While there’s a lot of enthusiasm for all things relating to Big Data, the hiring of a data scientist can be a frustrating experience for all concerned. All too often, data scientists wind up spending more time cleaning data than actually analyzing anything.
To overcome that challenge, Pentaho, a unit of Hitachi, released today an update to its namesake analytics application that adds support for metadata injection that makes it easier to ingest and transform large amounts of similar data. Version 6.1 of Pentaho, says Chuck Yarbrough, director of Pentaho solutions, makes use of that metadata to identify patterns in data sources. That metadata information is then shared with the Pentaho Data Integration engine at run time to dramatically accelerate the extract, transform and load (ETL) process.
Given the repetitive nature of onboarding data, Yarbrough says IT departments are increasingly being asked to offload this process from data scientists who usually command six-figure salaries. Unfortunately, most organizations are not going to recoup their investment in those data scientists until the data pipeline on which they depend becomes more automated. To help facilitate that process, version 6.1 of Pentaho also now includes a series of blueprints that IT organizations can follow to enable self-service data ingestion that doesn’t require someone in the IT department to be involved in every data ingestion process.
Other enhancements in version 6.1 include the ability to create virtual data sets across a wider number of data blends and the ability to automatically model and publish analytic data.

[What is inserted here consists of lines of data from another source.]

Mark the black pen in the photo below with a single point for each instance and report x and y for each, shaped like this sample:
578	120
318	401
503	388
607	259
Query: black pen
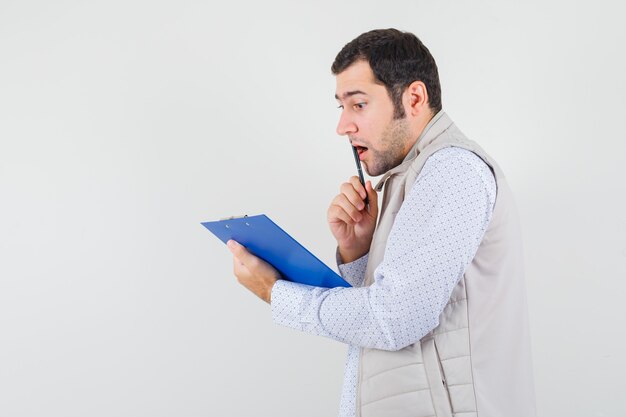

In addition, Yarbrough notes Pentaho has made it easier to collaboratively share metrics across a broader number of users.
Data scientists may be the rock stars of IT for the moment. But right now, they also represent one of the most expensive IT tickets in town. For that reason, every minute a data scientist or analyst spends on what amounts to data maintenance work winds up costing the business not only a lot of money in manual labor, but an increase in the time required to gain any actionable insight from all the data being collected in the first place.